Another Torino, please.

editoriale_carlo_letteraIl cuore si stanca a compiere il solito giro degli ottanta battiti e noi non siamo ancora così vecchi da preferire la senile tranquillità all’eccitazione che afferma appena l’inizio del nostro giro su questa giostra che chiamiamo esistenza.

Domani chiedo agli azzurri di regalarmi un altro tarlo nella memoria futura, un’altra domenica che non sia solo la grande abbuffata e l’uscita serale nel chiassoso caffè. Chiedo la vertigine della paura e la ricompensa dello scampato pericolo; chiedo proprio il pericolo, la disperazione e il calcio al vaso appena comprato. Voglio essere come un infartuato al quale viene restituita l’appartenenza al giorno grazie a un’illogica manovra di respirazione indotta.

Non sono masochista, semplicemente mi annoia il 4-0, la tranquilla gestione che promette solo sbadigli. Il calcio deve essere sofferenza se si vuol essere ripagati con la moneta della gioia. Non esiste urlo liberatorio più bello di chi si credeva morto e invece si ritrova trascinato alla riva e con il sole in pieno volto. Sogno la forma di Torino ripercorsa, l’inferno dell’odio momentaneo per chi sbaglia e la santificazione pagana di chi inventa la geometria perfetta che non credevi.

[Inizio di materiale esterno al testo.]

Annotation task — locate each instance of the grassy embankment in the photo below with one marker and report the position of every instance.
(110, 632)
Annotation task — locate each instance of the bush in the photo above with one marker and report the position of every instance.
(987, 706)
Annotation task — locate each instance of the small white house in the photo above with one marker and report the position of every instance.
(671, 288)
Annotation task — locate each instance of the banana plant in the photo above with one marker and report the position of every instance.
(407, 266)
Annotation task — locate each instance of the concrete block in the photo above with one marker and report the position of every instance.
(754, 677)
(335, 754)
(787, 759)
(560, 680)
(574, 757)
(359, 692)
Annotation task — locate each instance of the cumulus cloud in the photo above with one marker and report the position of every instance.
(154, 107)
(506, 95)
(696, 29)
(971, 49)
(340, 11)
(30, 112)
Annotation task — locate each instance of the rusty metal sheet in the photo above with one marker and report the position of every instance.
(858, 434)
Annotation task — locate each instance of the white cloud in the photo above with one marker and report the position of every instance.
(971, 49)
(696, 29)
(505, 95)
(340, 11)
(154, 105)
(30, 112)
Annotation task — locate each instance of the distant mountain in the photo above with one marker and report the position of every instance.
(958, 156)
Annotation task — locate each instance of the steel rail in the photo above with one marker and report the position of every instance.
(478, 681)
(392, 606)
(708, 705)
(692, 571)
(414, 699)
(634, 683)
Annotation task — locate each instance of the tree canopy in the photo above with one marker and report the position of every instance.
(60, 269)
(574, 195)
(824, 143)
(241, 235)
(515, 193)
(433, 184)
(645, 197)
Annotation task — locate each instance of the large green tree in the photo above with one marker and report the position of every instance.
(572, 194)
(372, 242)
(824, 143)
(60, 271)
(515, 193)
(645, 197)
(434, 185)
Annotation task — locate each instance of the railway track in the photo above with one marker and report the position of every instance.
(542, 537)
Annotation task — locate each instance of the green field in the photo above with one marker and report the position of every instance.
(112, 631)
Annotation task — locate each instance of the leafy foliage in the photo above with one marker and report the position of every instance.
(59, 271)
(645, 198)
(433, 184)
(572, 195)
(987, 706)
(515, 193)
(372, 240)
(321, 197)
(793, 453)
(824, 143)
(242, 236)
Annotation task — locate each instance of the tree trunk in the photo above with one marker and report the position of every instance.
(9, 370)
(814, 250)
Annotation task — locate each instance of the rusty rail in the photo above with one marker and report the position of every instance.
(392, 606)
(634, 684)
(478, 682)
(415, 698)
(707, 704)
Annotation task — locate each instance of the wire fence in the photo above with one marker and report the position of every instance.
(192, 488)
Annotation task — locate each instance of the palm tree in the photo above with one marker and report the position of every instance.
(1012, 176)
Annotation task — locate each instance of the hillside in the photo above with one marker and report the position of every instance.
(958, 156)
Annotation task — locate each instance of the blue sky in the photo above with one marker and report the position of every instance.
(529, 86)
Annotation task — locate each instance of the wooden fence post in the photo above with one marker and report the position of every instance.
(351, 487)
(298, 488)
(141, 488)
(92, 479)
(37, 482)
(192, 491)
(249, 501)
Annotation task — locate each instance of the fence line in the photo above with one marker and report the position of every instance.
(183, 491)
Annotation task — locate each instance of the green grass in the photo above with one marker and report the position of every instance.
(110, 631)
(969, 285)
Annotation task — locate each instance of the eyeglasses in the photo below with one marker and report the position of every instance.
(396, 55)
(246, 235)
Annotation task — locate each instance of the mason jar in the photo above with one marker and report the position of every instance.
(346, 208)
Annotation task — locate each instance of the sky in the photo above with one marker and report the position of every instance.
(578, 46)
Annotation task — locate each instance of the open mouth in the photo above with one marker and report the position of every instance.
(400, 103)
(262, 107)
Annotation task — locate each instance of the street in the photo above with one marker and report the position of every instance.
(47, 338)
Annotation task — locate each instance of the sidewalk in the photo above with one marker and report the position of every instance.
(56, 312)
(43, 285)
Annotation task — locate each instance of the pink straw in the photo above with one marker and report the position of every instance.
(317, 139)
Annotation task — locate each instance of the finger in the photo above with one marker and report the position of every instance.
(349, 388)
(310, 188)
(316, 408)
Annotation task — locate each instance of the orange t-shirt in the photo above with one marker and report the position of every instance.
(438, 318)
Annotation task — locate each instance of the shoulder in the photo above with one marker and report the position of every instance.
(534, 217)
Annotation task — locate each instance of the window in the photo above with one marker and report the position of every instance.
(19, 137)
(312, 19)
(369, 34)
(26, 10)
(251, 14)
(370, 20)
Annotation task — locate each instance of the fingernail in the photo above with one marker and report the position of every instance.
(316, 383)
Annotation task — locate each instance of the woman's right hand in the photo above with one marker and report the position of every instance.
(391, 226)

Domani la cena mi deve aspettare. E’ mio solito nelle partite serali misurare il mio grado di coinvolgimento all’evento dal rapporto che stabilisco con i generi di prima necessità alla sopravvivenza. Se riesco a trangugiare qualche profilo di pane o un tassello di pizza allora sono tranquillo, e so che il Napoli ha la partita in pugno. Se ceno nel mentre dell’incontro , allora sono invalido di speranza, è segno corporeo che la mia squadra soccombe senza possibilità di resurrezioni pasquali. Se invece la cena diventa ibernata, tipo iceberg inservibile ai denti, allora so che l’incontro è stato come Torino, un attentato alla sanità della mente e un giorno che ha l’intensità di 100.

Ecco, proprio per allungare la percezione del tempo, e quindi convincermi di compiere un percorso temporale più vasto, vorrei che domani il Napoli ripetesse Torino. Guardare inebetito prodezze, insultare l’intero albero genealogico di un arbitro solo perchè ha compiuto il suo dovere razionale negandosi di congiungersi carnalmente alla mia volontà.

Domani vorrei questo. Se è vero che il settimo giorno Dio si riposò io allora mi rifiuto di imitarlo. Voglio vegliare febbricitante, e se mai dovesse scapparmi un’imprecazione blasfema non vorrei pentirmene, sicuro del sonno momentaneo di Dio. Datemi un’altra Torino, per favore.